There's an old quote attributed to Napoleon, "If you start to take Vienna, take Vienna." Adobe failed to take Vienna. Note to other tech companies: Don't declare your intention to take over the world; do it first and explain later. (By the way, this explains both Apple's strategy and Chinese foreign policy, but I digress.)

Because of this history, I find it hard to feel a lot of sympathy for the troubles that Flash is having. I also find it a bit disingenuous when Adobe says that it's fighting for a "multiplatform" world (link), when the company has said previously that it really wants a single platform, led by Adobe, that runs on top of multiple operating systems.

I'm also amused by Adobe's statements that it has always been a proponent of open standards. Adobe cofounders John Warnock and Chuck Geschke wrote:

"That, certainly, was what we learned as we launched PostScript® and PDF, two early and powerful software solutions that work across platforms. We openly published the specifications for both, thus inviting both use and competition. In the early days, PostScript attracted 72 clone makers, but we held onto our market leadership by out-innovating the pack."

Actually, Adobe held onto its leadership in part by building secret, proprietary extensions to PostScript and tying its paid products to them.

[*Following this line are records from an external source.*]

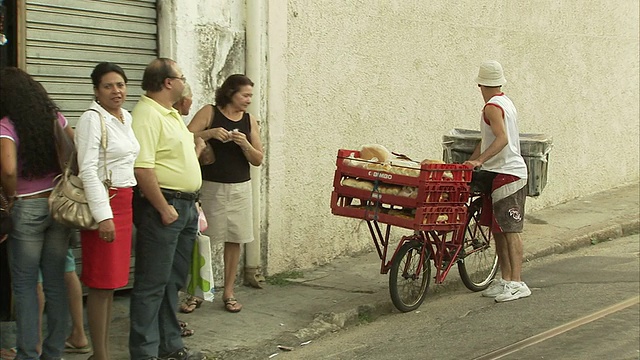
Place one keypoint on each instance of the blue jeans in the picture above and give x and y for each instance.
(163, 257)
(36, 243)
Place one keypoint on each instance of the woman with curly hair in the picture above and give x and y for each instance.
(27, 171)
(234, 135)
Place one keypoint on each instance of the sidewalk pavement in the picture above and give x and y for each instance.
(351, 290)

In an example I saw personally, Adobe's secret APIs in PostScript enabled it to create higher-quality fonts that looked better and ran more efficiently than competitors. As a PostScript developer you were welcome to work with Adobe's low-quality font technology, but Adobe refused to allow any developer to access its proprietary high-quality APIs.

Sounds like something Apple would do, doesn't it?


The real battle

So the real situation around Flash is that Apple won't permit most other platforms on iPhone (no matter how innocuous they are) because it thinks they threaten its survival, while Adobe wants its platform on iPhone so it can set a de facto standard and make money from it. Neither company is really focused on protecting developers or users as its main goal; they are fighting over who gets to use developers to make money.

Unfortunately for developers, this situation makes it more and more likely that the mobile world will continue to be split into incompatible platforms, forcing them to rewrite their programs multiple times in order to reach the broadest group of customers. Theoretically, the mobile browser could become the grand unifier of mobile development, and as I have said before I wish it would (venture capitalist Eric Ver Ploeg makes the case for it here). Unfortunately, the development of those standards has been incredibly slow and political, and after watching that process for years, it's becoming harder and harder to convince myself that it'll ever speed up. I hope it does, but I suspect that one reason Apple's willing to support web standards is because it believes it can dramatically out-innovate them.

In the meantime, Apple and Adobe will continue to duke it out. If Adobe could get customers and developers to boycott Apple products, I guess Apple might be forced to back down. Or Adobe might convince the government to charge Apple with noncompetitive behavior. But I think neither of those is likely to happen. The most likely outcome is that Apple will hold the line against Flash, Adobe will try to run Flash on every other mobile platform, we'll get a lot more posturing from both companies -- and a lot of websites will get rich running Adobe's anti-Apple ads.